Binary Analysis with Immunity Debugger

··510 words·3 mins
Kaan S. Karadag
Author
Kaan S. Karadag
Founder & Lead Cyber Security Consultant | CISSP | CEH | ECIH
Table of Contents

Introduction
#

Reverse engineering represents a critical discipline within the security research domain. During my graduate studies in Cyber Security and through various CTF competitions, I’ve developed fundamental skills in this area that continue to inform my approach to security architecture and threat analysis.

This article examines the process of analyzing an executable provided during an advanced Malware Analysis seminar led by Jaanus Kääp. The exercise demonstrates systematic binary analysis techniques using command-line tools and Immunity Debugger. All files referenced are available in the Task Repo.

Analysis Environment
#

Sectools describes Immunity Debugger as “a debugger designed specifically for writing exploits, analyzing malware, and reverse engineering binary files. It features function graphing, advanced heap analysis capabilities, and an extensive Python API for extensibility.”

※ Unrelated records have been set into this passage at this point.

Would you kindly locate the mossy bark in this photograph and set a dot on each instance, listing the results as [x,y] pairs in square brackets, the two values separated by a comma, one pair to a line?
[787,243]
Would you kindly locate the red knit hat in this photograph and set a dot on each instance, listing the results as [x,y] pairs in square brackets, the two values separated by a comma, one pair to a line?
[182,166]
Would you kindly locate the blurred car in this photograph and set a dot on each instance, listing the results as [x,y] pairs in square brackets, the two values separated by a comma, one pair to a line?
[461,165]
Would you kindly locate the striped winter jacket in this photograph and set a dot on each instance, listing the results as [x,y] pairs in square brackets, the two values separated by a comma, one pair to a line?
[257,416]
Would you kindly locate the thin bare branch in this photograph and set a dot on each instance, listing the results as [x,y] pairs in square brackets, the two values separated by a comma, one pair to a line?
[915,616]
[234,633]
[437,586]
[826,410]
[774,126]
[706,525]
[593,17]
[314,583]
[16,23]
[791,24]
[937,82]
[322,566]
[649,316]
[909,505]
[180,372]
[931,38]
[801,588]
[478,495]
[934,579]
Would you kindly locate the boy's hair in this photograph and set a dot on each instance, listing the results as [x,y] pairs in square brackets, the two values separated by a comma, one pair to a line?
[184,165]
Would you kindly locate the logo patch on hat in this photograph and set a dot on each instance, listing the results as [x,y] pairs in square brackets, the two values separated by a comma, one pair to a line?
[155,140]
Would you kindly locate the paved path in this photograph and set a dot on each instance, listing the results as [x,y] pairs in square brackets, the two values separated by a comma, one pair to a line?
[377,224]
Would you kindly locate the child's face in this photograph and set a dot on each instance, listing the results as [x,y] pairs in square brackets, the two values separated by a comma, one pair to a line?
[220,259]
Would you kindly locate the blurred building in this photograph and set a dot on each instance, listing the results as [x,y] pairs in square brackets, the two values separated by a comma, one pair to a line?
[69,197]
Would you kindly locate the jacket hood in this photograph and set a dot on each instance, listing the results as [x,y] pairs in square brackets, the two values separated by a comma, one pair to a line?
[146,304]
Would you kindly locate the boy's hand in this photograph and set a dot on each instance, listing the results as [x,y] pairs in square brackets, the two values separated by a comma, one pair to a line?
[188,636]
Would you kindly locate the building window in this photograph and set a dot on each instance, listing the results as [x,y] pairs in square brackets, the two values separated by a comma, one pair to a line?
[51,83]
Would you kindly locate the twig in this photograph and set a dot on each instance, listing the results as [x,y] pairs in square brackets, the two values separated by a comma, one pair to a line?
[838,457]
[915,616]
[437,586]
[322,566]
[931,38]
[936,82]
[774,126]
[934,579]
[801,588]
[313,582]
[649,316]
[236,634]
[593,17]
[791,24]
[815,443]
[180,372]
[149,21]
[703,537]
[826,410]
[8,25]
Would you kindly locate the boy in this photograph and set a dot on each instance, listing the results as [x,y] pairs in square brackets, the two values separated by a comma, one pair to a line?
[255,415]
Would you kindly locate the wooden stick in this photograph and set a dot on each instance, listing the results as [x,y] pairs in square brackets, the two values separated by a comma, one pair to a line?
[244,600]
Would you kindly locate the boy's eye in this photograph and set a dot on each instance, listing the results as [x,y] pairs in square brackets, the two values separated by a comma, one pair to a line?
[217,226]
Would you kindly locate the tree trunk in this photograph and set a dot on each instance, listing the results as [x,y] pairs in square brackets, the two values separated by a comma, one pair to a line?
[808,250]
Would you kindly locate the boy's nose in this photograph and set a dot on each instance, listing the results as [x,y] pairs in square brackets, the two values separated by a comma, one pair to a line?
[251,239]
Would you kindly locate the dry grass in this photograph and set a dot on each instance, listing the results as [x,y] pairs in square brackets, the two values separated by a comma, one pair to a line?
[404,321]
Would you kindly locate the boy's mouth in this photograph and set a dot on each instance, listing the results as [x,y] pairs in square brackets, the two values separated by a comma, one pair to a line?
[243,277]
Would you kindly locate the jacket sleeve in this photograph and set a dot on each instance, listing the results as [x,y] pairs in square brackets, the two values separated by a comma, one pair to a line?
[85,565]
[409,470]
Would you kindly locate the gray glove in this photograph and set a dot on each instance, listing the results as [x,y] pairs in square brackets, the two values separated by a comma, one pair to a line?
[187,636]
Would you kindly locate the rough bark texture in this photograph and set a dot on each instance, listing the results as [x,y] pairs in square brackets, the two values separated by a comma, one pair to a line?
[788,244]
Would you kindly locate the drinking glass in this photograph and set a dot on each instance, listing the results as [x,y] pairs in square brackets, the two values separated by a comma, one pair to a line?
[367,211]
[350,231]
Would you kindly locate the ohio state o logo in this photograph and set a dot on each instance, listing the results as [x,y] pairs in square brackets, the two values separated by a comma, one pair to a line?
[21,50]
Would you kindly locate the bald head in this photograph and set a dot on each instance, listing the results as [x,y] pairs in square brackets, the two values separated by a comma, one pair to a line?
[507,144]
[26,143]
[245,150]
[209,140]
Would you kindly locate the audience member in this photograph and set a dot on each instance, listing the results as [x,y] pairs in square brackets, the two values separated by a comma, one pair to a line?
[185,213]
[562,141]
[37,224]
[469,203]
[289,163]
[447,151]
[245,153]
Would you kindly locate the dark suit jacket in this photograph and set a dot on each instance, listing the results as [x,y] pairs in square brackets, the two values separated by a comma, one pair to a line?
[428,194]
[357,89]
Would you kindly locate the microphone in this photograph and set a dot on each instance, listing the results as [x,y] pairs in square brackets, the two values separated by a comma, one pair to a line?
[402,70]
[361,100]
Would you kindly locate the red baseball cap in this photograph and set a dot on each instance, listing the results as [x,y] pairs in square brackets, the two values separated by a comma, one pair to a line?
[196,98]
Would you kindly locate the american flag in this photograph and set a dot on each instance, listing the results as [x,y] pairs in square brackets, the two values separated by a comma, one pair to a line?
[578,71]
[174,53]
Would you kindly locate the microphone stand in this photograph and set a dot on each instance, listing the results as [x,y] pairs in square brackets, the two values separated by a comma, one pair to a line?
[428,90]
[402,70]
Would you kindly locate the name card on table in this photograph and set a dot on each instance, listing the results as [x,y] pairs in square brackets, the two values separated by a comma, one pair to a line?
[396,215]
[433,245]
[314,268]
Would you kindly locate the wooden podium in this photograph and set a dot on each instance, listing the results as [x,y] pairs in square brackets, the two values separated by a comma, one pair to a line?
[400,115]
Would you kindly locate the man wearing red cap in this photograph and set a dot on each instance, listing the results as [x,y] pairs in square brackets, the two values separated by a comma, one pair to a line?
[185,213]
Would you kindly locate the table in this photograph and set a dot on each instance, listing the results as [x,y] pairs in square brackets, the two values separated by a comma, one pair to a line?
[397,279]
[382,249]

The analysis environment comprised:

  • Host Machine: Windows 10
  • Virtualization: Oracle VirtualBox
  • Analysis VMs:
    • Windows 7 (free Windows VMs available from Microsoft)
    • Kali Linux (for supplementary analysis)

Challenge Parameters
#

The project documentation included essential context for the analysis:

Challenge description

The target was a straightforward serial generation executable that produces a serial code from a provided username. The objective was to analyze the underlying algorithm and potentially develop a keygen—a common task in advanced security assessments and penetration testing.

Preliminary Analysis
#

Initial analysis suggested the implementation used standard English character manipulation. Input testing was performed to establish operational parameters.

Input testing

The tests established clear constraints:

  • No numerical values accepted
  • No special characters accepted
  • Only lowercase English alphabet characters [a-z] permitted

Static Analysis
#

Loading the target into Immunity Debugger revealed the executable’s structure:

Immunity Debugger view

The investigation began by examining all referenced text strings, a technique that often reveals operational logic and execution flow in compiled binaries:

String references

Algorithm Identification
#

The critical section of code was located in the validation routine preceding a comparison operation. Analysis revealed:

  • A loop executing precisely once for each character in the input string
  • Instructions including SAR, MOVZX, MOVSX with IMUL—commonly associated with bit manipulation operations
  • Testing with controlled input “aaaa” showed a consistent transformation pattern where each ‘a’ character (hex 61) was transformed to ‘k’ (hex 6b)

Through systematic instruction tracing and register analysis, the algorithm was determined to be:

For each char in input:
    Serial += englishletters[char.index + 10]

The algorithm implements a Caesar cipher with a shift value of 10 positions in the lowercase English alphabet.

Algorithm assembly code

Keygen Implementation
#

With the algorithm fully characterized, I developed a verification tool using Python with the Tkinter library for the interface. The implementation applied the identified algorithm to validate the reverse engineering analysis.

Keygen interface

Verification
#

Testing confirmed the accuracy of the reverse-engineered algorithm:

Successful verification

Conclusion
#

This analysis demonstrates the systematic approach required for effective binary analysis:

  1. Establish a secure, isolated test environment
  2. Perform preliminary black-box testing to understand input/output constraints
  3. Conduct static analysis to identify key code sections
  4. Execute dynamic analysis to observe runtime behavior
  5. Develop a hypothesis about the underlying algorithm
  6. Verify through independent implementation

While this example focused on a relatively straightforward algorithm, the methodologies applied are directly relevant to complex malware analysis, security assessments, and vulnerability research scenarios encountered in enterprise security operations.